結がハンマーを地面に叩きつけると、重力に逆らうかのようにモンスターの動きが引き寄せられ、次の瞬間、反発するように弾き飛ばされた。
「なっ……!」
太陽は驚きながらも、結界を斜めに張り出す。反射するように設置したその結界に、飛ばされたモンスターが叩きつけられ、空中で跳ね返った。
「やるじゃん、太陽!」
「お前がすごいだけだろ!」
そこへ、もう一つの気配が吹き込むように現れる。ひらりと降り立った少女は、淡いピンクの衣装に、片手に持った扇子。長く伸びた髪が風に揺れ、冷たい美しさを湛えていた。
「……誰だ?」
太陽が警戒しながら声をかけると、少女は少しだけ扇子を傾け、微笑む。
「私は西行寺さくら。アビスに適応した者よ。敵じゃないわ」
扇子を一振りすると、淡い桜の花びらのような粒子が空中に舞う。
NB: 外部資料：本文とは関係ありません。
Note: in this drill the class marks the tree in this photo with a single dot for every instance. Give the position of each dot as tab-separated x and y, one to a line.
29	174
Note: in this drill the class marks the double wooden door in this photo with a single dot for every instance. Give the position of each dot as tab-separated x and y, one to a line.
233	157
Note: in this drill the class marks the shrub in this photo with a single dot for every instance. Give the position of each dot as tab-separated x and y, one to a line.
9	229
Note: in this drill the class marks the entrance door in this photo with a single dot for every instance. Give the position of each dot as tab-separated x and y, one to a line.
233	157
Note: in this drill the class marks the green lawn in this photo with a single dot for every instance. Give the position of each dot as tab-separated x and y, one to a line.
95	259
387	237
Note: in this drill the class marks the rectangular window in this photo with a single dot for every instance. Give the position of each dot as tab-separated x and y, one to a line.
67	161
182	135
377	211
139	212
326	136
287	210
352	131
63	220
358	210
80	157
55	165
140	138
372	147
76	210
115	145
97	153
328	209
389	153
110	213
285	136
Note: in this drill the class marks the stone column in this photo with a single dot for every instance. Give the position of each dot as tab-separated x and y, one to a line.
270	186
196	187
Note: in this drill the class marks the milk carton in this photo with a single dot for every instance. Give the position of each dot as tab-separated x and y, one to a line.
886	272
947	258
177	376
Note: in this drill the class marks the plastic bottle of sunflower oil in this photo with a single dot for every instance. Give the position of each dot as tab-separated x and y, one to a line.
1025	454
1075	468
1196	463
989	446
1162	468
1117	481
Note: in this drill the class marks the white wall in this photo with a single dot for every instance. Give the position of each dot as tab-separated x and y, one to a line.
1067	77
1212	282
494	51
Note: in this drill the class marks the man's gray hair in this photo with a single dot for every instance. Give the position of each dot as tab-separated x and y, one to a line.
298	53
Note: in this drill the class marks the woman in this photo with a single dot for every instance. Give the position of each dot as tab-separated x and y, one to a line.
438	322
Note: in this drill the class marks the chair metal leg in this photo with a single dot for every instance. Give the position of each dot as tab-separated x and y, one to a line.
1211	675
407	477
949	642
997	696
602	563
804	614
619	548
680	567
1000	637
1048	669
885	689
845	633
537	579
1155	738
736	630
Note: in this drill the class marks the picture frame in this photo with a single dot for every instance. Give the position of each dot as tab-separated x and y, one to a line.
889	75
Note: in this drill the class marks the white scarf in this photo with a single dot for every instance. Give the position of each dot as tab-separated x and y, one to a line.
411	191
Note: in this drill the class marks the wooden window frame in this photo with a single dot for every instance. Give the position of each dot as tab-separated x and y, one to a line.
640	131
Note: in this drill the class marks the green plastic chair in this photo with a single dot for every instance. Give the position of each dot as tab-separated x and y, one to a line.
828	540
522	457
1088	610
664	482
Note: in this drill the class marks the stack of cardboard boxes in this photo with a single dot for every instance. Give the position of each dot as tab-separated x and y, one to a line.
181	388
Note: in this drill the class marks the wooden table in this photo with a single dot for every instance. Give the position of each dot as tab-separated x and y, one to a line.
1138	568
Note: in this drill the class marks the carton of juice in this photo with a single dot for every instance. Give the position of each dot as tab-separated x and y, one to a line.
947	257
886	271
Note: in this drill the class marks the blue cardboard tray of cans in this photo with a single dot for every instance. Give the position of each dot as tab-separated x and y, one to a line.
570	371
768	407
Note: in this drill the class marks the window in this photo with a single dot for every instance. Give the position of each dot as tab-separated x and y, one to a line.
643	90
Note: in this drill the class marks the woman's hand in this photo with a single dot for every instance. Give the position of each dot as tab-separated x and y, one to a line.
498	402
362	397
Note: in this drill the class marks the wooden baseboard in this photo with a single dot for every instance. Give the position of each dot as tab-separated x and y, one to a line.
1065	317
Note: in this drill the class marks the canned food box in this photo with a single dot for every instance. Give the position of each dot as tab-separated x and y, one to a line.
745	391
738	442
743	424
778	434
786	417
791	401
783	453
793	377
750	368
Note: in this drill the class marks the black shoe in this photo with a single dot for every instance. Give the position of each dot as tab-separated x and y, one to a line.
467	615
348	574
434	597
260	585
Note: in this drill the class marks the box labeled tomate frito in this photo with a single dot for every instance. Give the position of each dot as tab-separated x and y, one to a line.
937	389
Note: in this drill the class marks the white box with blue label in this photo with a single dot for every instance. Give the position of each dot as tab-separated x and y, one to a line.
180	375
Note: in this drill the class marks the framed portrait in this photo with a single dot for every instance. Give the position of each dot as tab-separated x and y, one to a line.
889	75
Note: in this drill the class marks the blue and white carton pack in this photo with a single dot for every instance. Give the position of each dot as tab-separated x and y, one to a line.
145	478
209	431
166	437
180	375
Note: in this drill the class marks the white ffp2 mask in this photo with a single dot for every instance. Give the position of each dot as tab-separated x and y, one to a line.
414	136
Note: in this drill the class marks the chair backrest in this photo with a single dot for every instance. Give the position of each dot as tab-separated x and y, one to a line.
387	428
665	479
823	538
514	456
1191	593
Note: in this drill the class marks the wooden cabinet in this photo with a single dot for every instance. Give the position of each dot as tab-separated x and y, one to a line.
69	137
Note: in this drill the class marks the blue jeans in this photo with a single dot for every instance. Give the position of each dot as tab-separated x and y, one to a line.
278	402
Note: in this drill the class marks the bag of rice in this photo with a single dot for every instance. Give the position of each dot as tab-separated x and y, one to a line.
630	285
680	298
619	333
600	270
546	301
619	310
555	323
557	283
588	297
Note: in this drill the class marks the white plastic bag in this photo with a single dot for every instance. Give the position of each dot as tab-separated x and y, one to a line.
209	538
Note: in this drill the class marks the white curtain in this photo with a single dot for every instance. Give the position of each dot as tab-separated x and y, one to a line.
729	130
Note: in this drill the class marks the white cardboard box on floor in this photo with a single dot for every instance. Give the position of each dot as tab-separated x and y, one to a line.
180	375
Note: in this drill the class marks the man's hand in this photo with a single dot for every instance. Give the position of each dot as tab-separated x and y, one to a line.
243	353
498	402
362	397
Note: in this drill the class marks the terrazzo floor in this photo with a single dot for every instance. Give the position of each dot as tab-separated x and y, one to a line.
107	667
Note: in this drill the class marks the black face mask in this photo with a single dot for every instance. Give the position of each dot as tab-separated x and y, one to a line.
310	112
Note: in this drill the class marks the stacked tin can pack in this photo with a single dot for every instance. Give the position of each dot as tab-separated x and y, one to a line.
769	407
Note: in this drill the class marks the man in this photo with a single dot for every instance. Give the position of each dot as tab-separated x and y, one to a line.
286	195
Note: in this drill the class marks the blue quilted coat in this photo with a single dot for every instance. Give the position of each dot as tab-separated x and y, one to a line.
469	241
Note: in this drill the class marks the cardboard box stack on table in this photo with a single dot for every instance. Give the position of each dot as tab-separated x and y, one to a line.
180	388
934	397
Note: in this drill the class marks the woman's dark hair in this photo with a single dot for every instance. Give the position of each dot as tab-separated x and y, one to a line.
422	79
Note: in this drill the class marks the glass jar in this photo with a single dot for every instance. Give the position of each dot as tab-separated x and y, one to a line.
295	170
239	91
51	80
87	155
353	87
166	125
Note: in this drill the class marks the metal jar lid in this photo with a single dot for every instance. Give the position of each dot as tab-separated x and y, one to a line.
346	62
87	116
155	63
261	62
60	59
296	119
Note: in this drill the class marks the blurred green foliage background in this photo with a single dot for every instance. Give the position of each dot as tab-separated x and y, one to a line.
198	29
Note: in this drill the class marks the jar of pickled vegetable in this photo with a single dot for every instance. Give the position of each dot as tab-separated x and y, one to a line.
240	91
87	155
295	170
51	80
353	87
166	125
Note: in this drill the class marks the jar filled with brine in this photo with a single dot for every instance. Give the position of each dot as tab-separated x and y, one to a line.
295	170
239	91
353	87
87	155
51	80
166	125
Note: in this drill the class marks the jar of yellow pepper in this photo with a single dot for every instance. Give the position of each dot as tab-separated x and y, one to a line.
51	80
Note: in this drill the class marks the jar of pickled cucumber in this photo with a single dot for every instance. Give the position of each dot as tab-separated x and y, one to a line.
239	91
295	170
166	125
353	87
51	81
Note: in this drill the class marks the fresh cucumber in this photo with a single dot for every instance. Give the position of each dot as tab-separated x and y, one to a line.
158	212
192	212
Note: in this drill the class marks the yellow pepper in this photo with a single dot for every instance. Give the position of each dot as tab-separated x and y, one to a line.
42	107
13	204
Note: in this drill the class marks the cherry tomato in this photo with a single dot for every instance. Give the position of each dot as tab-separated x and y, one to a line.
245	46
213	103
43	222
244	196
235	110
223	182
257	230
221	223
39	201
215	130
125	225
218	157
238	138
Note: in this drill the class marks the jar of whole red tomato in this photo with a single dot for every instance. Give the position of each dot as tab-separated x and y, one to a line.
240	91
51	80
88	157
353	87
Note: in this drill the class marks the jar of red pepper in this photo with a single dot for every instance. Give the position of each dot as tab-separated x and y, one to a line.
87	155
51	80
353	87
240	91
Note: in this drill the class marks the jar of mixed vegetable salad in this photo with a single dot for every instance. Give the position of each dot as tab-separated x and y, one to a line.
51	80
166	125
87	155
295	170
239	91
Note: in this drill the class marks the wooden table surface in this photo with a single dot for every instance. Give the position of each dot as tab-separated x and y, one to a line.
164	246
それが触れた瞬間、モンスターの体はキィンと音を立てて凍り付き、動きを止めた。
「今よ!」
結が再びハンマーを振り下ろし、凍結したモンスターを粉砕。静寂が訪れる。
太陽は思わず、さくらに尋ねた。
「……君も、アビスに……適応したのか?」
「ええ。だからこそ、取り戻したいの。こんな世界になる前の、穏やかな日々を」
そう告げる彼女の目は、凍てついた桜のように美しく、そして哀しかった。